During the project, up to 40 deliverables have been released, being the majority of them public.

 

SOM Research Lab and IN3 role

The SOM Research Lab, according to its experience, has played an important role as a technology provider to support both the MegaM@Rt2 System Engineering phase—by providing tools such as Collaboro, EMFtoCSP or the AsyncAPI toolkit—and the MegaM@Rt2 global model and traceability management tasks—by further developing the NeoEMF tool, a joint collaboration with the NaoMod research team.

With its tools, and specifically with the AsyncAPI toolkit, the SOM Research Lab has contributed to the development of the Digital Platform for Smart-* use case (where the asterisk can be warehouses, smart buildings, smart manufacturing, or consumer goods, among other domains) proposed by Ikerlan. In this use case, the tool provided by the SOM Research Lab has been used to model an IoT infrastructure, enabling the automatic generation of part of the code being deployed. This allows speeding up the development task, also making the resulting system more secure. Moreover, the resulting system is easier to maintain, and enables reusing parts for other application domains.
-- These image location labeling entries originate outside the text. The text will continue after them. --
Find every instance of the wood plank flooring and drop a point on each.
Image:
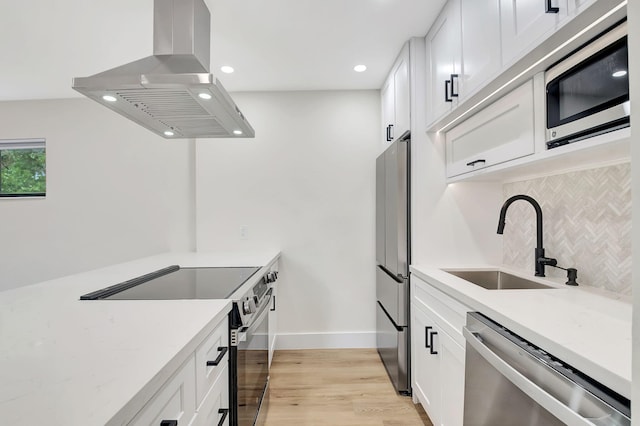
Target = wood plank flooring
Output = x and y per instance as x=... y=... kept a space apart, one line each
x=345 y=387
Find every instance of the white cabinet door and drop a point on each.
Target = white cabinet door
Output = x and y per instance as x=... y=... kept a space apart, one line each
x=388 y=110
x=577 y=6
x=481 y=59
x=526 y=23
x=426 y=362
x=175 y=401
x=452 y=379
x=501 y=132
x=402 y=91
x=396 y=99
x=443 y=62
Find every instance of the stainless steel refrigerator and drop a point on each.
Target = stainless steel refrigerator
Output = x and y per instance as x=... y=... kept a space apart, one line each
x=392 y=258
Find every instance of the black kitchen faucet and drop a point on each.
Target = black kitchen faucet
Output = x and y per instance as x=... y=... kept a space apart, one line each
x=540 y=259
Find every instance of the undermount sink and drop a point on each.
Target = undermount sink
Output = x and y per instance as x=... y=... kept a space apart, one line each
x=497 y=280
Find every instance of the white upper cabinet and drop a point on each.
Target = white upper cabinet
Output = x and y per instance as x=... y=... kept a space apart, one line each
x=443 y=62
x=396 y=99
x=480 y=44
x=526 y=23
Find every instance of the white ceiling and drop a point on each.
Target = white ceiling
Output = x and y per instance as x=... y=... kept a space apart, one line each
x=272 y=44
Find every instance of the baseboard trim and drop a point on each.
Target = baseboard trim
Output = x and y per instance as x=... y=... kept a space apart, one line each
x=347 y=340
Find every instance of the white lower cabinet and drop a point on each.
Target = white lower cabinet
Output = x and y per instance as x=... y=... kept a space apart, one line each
x=438 y=353
x=176 y=401
x=198 y=392
x=501 y=132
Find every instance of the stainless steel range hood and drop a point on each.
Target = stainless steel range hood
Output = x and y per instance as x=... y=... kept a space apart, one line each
x=172 y=92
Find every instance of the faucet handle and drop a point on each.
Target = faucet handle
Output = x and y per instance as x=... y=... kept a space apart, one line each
x=572 y=276
x=549 y=261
Abel Gómez is a postdoctoral researcher of the Systems, Software and Models (SOM) Research Lab at the UOC’s Internet Interdisciplinary Institute (IN3).

 

This project has received funding from the ECSEL Joint Undertaking under grant agreement No 737494. This Joint Undertaking receives support from the European Union’s Horizon 2020 research and innovation programme and Sweden, France, Spain, Italy, Finland, Czech Republic. 
 
This project has received funding from the Spanish Minister of Economy, Industry and Competitiveness. The project identification reference is PCIN-2017-030.